Opinión

De Alcàsser a Níjar, nada ha cambiado

En este país -aunque sospecho que esto pasa en el resto de países de nuestro entorno—, en cuanto sucede alguna desgracia criminal como ha sido la muerte del niño Gabriel, se enchufa a máxima potencia el ventilador de la mierda, la bajeza ética y el colectivo atrevimiento ignorante, y todo un mecanismo de indecencia, prostitución de emociones y salvaje afán de liderazgo mediático se engrana a la perfección como en el más fiable de los motores a reacción. 

Entre los duchos en la materia es conocida la tercera ley de Newton (a toda acción le corresponde una reacción igual y de sentido contrario); y qué mejor prueba de la certeza de la norma que atender a lo ocurrido desde que se halló el cuerpo del niño; su muerte es la acción, salpicada del dolor insufrible e insuperable de sus padres; la reacción, el efecto contrario, es la puesta en marcha de la fábrica de pasiones baratas y análisis faltos de rigor que vemos en los medios de comunicación, especialmente en los platós de televisión, de suerte que, cuanto mayor es el desgarro personal del padre o la madre, más «solemne» es el espectáculo mediático y más suculenta la cuota de pantalla. Y el combustible, en fin, que hace posible esa ley física de acción/reacción es el morbo colectivo, la ignorancia del populacho, nuestra querencia por ver de cerca la tragedia, por regodearnos en la miseria, por sentenciar y ahorcar en la plaza del pueblo en juicios sumarísimos mientras nos hacemos el selfie al lado de la víctima, del verdugo, o de ambos a la vez. La verdad es que todo huele a podredumbre. 

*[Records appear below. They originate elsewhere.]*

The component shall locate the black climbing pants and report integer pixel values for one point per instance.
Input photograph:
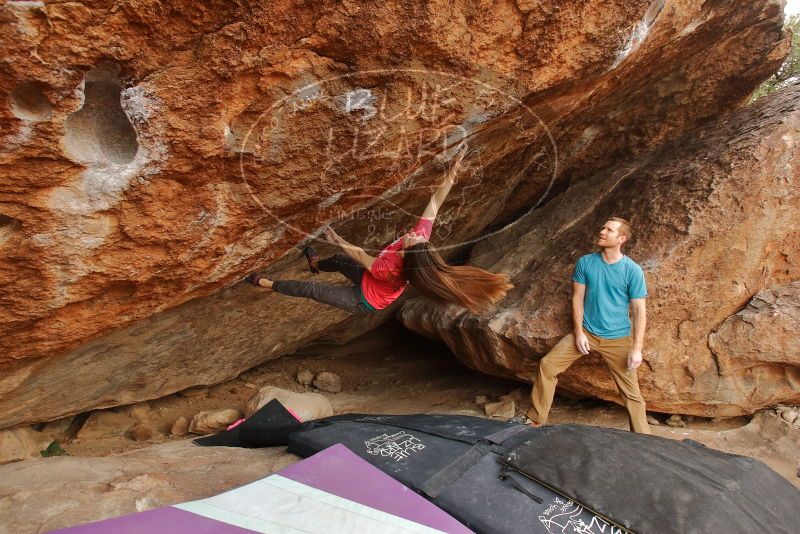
(347, 298)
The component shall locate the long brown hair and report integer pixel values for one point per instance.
(463, 285)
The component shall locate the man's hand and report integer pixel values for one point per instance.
(332, 237)
(634, 359)
(582, 343)
(450, 175)
(461, 152)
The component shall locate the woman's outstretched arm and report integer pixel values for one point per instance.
(439, 196)
(357, 253)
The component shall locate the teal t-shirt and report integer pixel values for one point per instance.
(609, 290)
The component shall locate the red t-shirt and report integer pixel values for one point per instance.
(383, 283)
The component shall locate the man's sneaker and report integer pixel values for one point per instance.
(253, 278)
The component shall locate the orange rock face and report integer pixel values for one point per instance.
(154, 153)
(715, 214)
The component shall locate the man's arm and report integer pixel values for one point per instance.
(639, 324)
(581, 341)
(357, 253)
(439, 196)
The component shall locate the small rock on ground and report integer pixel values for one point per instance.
(213, 421)
(307, 406)
(504, 410)
(305, 377)
(676, 421)
(180, 427)
(141, 432)
(329, 382)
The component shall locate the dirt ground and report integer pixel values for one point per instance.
(390, 371)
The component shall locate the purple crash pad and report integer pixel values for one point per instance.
(336, 470)
(340, 471)
(166, 520)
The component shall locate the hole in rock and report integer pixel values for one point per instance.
(8, 227)
(100, 132)
(29, 102)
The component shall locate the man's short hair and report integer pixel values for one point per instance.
(625, 227)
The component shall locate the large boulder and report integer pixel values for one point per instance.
(715, 214)
(155, 153)
(759, 345)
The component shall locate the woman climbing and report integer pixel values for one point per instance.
(377, 282)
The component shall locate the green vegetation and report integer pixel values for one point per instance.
(790, 70)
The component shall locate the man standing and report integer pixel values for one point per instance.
(604, 285)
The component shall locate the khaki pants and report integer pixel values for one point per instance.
(615, 354)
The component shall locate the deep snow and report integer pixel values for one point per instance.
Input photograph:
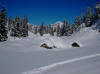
(25, 56)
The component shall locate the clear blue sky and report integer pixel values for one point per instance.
(47, 11)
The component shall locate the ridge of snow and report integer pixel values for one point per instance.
(45, 68)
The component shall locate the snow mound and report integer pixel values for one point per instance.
(85, 37)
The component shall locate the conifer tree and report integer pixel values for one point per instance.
(3, 25)
(10, 23)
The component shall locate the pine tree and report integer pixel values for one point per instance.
(10, 22)
(17, 27)
(41, 29)
(77, 23)
(25, 26)
(89, 17)
(3, 25)
(58, 31)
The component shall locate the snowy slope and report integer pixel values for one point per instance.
(25, 56)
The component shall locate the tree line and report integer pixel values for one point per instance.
(19, 27)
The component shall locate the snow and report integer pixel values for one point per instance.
(45, 68)
(25, 56)
(56, 24)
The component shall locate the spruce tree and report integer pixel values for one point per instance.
(25, 26)
(10, 23)
(3, 25)
(89, 17)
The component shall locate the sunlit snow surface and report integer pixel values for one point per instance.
(25, 56)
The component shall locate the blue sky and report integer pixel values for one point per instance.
(47, 11)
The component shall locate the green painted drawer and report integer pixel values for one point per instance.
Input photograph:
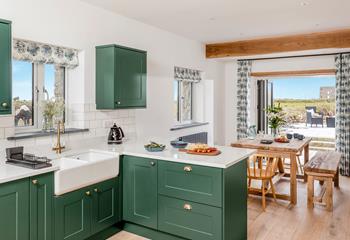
(190, 182)
(197, 222)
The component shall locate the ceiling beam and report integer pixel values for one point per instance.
(292, 43)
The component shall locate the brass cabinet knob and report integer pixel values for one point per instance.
(187, 207)
(188, 169)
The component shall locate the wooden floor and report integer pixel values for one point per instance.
(282, 222)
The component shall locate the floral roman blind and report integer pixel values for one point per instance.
(44, 53)
(187, 75)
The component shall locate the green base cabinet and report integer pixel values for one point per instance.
(5, 67)
(82, 213)
(189, 219)
(121, 74)
(105, 205)
(140, 191)
(14, 210)
(41, 207)
(184, 200)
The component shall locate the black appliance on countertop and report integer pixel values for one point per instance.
(115, 135)
(16, 156)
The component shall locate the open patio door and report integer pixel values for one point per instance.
(265, 99)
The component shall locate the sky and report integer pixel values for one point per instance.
(301, 87)
(22, 79)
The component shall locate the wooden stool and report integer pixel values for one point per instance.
(324, 168)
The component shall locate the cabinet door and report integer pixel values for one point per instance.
(140, 191)
(189, 219)
(105, 205)
(5, 68)
(14, 210)
(73, 215)
(131, 78)
(41, 207)
(105, 77)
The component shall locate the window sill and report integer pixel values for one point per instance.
(188, 125)
(39, 133)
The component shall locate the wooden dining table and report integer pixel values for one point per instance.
(282, 150)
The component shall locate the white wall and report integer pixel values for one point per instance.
(72, 23)
(286, 64)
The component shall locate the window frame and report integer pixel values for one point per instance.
(38, 83)
(180, 104)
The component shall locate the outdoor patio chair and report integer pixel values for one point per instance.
(313, 117)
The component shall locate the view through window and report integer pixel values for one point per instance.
(309, 104)
(38, 91)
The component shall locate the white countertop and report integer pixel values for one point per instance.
(228, 157)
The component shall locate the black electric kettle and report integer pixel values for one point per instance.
(115, 135)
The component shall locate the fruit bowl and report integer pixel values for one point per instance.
(154, 147)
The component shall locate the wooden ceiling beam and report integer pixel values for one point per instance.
(292, 43)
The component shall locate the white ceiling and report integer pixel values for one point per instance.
(211, 21)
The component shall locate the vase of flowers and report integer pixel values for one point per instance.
(51, 109)
(276, 118)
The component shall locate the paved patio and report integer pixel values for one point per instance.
(308, 131)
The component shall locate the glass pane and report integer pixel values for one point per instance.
(53, 92)
(186, 101)
(176, 100)
(22, 85)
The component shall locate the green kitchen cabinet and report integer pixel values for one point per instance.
(73, 215)
(5, 67)
(14, 210)
(189, 219)
(105, 205)
(140, 191)
(41, 207)
(84, 212)
(121, 74)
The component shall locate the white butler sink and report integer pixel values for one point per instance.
(84, 169)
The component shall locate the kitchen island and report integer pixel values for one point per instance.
(158, 195)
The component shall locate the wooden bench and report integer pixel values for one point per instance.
(324, 168)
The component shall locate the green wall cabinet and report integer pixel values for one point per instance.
(5, 67)
(121, 74)
(14, 210)
(140, 191)
(82, 213)
(41, 207)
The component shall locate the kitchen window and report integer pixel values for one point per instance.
(184, 81)
(36, 88)
(183, 101)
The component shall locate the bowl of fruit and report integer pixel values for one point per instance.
(202, 149)
(282, 139)
(154, 147)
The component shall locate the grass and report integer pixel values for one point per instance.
(295, 108)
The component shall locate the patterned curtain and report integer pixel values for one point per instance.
(342, 63)
(243, 75)
(44, 53)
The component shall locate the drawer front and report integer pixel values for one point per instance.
(188, 219)
(190, 182)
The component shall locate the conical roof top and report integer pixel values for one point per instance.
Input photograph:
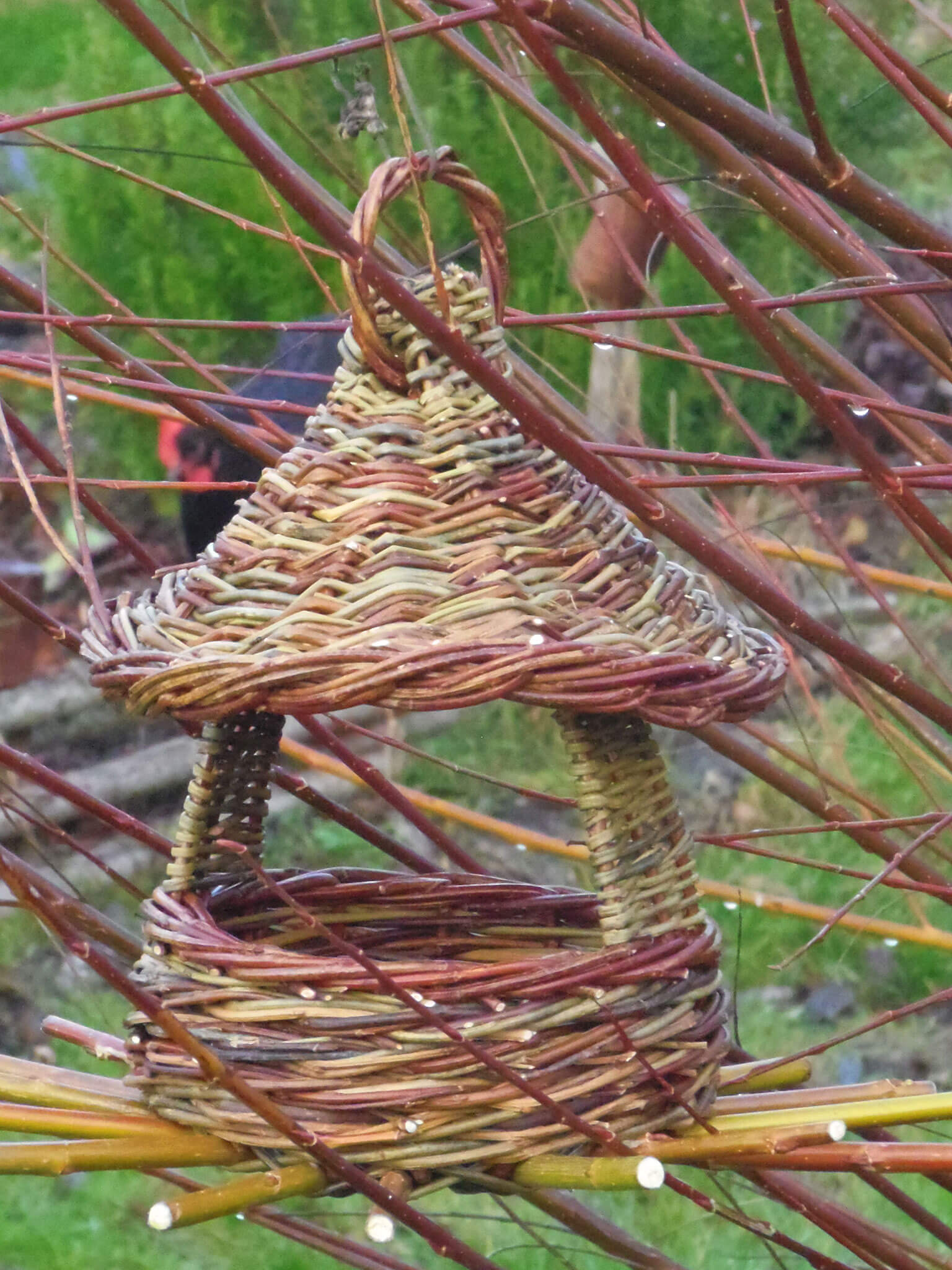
(415, 550)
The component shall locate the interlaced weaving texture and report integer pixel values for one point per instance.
(416, 551)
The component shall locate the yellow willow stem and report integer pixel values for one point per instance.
(867, 1114)
(630, 1173)
(764, 1073)
(40, 1085)
(177, 1150)
(928, 935)
(624, 1173)
(823, 561)
(775, 1100)
(235, 1197)
(61, 1123)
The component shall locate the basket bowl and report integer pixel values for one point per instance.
(628, 1036)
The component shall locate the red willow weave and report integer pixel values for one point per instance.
(416, 551)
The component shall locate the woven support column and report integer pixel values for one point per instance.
(641, 854)
(227, 798)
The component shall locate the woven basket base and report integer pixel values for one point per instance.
(627, 1036)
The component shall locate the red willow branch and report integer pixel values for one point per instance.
(38, 774)
(385, 789)
(815, 802)
(754, 131)
(348, 819)
(832, 161)
(347, 48)
(888, 68)
(829, 243)
(280, 173)
(93, 506)
(568, 143)
(760, 1228)
(666, 218)
(32, 299)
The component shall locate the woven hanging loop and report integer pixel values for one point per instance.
(387, 183)
(415, 550)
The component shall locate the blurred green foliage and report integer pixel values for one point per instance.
(162, 257)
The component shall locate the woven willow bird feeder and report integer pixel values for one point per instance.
(416, 551)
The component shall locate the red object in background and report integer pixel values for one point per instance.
(174, 454)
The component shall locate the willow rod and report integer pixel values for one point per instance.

Me produce rubor y vergüenza ajena el presentador que monta en un santiamén un programa realiti cuando aún está caliente la sangre del cadáver; me da arcadas la imagen de ese reportero ávido de un primer plano en el que destaque por encima de todo la lágrima fresca de la madre resbalando por la mejilla mientras le coloca el micrófono para captar el sonido gutural de su voz quebrada; me causa estupor la jauría humana, informe, que hace guardia a las puertas del cuartelillo gritando, aclamando el linchamiento en el acto, qué sé yo, una lapidación pública, ¡ah!, pero justo en el momento en que la cadena de televisión conecta con el lugar en que se ha congregado el gentío, el griterío se hace aún más ensordecedor mientras unos y otros se hacen sitio a empellones para arrimarse lo más posible al reportero y salir en directo, saludando a la cámara —mamá, papá, salí por la tele—, pues la ira no está reñida con el segundo de popularidad. Me abochorna ese debate televisivo en hora de máxima audiencia en el que uno elucubra sobre el posible móvil del crimen, otra discrepa y habla de que la asesina (superada la distinción, estéril para casi todo el mundo, entre homicidio y asesinato) es una sociópata, psicópata, neurópata, y la movió este o aquel impulso cerebral, y todos apelan y empatizan con el dolor de los padres al tiempo que trafican indecentemente con su tormento, malditos fariseos. Y me causa tristeza escuchar cómo se castiga y demoniza a la abogada de oficio que le ha tocado defender a la acusada, pues deben de pensar que es igual que ella, cómo se le ocurre defenderla, maldita, no querrás que salga absuelta, espera que te pillemos sola. Lo que demuestra lo poco que hemos avanzado en el entendimiento de nuestro sistema procesal y constitucional.

No hemos avanzado nada. A cada nefando crimen (si son menores tanto mejor) le  sigue el reinado de la prensa sensacionalista y de los programas carnaza. No hemos aprendido nada desde aquel grotesco y macabro espectáculo de Nieves Herrero y las niñas de Alcàsser. Pobres padres de Gabriel. A su insuperable dolor han de añadirle la infamia de tanto ignorante jurídico pululando por las redes sociales, de tanto charlatán que no sabe ni de lo que habla y de demasiado oportunista traficante de pasiones primarias. Pobres padres. Dejadlos en paz de una puñetera vez.